デビュー・アルバムが驚異的なセールスを上げ、グラミー賞主要4部門を独占するなど破格の成功を収めたノラ・ジョーンズ。
待望のセカンド・アルバムは、前作のジャズ寄りの作風からカントリーやフォークなどの後の”アメリカーナ”的なルーツ音楽からの影響も色濃い作風へと緩やかなシフト・チェンジがなされている。

ジャケットは前作の都会の夜を思わせる雰囲気から一転、春の陽光を感じさせるものへと変わり(ライナーノーツにも同じことが書かれてた…)、彼女が敬愛するザ・バンドからレヴォン・ヘルムとガース・ハドソンを迎え、カントリー界の大物ドリー・パートンと共演し、お気に入りのトム・ウェイツのカヴァーをし、デューク・エリントンの曲に詞をつけ、ピアノ弾き語りだけでなくギターの音色も麗しいバンド演奏を楽しみ、肩の力が抜けた自分なりの自由な音楽活動を楽しんでいる。

自身のバンドであるザ・ハンサム・バンドとスペシャル・ゲストによるリラックスしながらも芯の通った演奏と、ノラのナチュラルでスモーキーなヴォーカルが相変わらず心地良く、温かみと安心感があって、タイトルのとおり家にいるような、ゆったりとした感覚が味わえる。

前作に続いて大御所アリフ・マーディンとノラ自身によるプロデュースだが、作られた音ではなく、あくまで自然体の音を大切にしている印象。

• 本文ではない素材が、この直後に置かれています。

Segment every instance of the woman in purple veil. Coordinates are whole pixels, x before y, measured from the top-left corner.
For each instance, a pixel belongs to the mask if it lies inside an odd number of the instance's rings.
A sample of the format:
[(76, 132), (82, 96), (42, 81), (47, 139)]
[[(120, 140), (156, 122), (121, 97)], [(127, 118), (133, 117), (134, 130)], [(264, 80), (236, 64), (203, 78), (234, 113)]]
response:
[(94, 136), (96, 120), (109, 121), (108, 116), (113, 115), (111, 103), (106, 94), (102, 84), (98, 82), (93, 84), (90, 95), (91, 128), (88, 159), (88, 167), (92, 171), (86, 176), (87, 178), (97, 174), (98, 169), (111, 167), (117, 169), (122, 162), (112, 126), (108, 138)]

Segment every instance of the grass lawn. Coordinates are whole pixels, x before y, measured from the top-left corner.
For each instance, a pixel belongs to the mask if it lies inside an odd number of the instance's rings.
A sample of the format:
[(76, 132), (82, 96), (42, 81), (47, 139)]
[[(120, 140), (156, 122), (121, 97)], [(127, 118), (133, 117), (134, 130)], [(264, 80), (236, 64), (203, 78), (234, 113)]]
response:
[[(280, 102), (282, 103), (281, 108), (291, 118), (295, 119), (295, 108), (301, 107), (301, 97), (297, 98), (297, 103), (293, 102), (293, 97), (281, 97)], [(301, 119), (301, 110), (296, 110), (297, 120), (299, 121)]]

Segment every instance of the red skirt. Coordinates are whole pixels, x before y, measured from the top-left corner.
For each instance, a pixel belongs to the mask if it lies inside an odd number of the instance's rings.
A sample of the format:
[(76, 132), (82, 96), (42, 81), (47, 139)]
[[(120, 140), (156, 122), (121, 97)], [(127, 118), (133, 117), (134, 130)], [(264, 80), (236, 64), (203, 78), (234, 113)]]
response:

よく晴れた休日の昼、コーヒー片手にゆったりと聴くのに、これ以上相応しいアルバムはないかもしれない。
音楽界随一のカジュアルなアーティストによる、カジュアルな作品。

前作はブルー・ノートのかしこまった雰囲気の中に彼女らしいナチュラルな魅力をたっぷり含んだ名盤だったが、全世界待望の2作目では、コンサート翌日の緩く穏やかな休日のようにリラックス・ムードの中で伸びやかな歌声を聴かせ、他人の評価などには目を向けず、商業意識も皆無な、ただひたすら自らの音楽愛に溢れたレコードとなっている。

彼女の歌声は、タイムレスな価値と魅力を持ったものなのだと、聴くたびいつも実感する。

デビュー作が売れてなくてもこれを作ったんだろうな。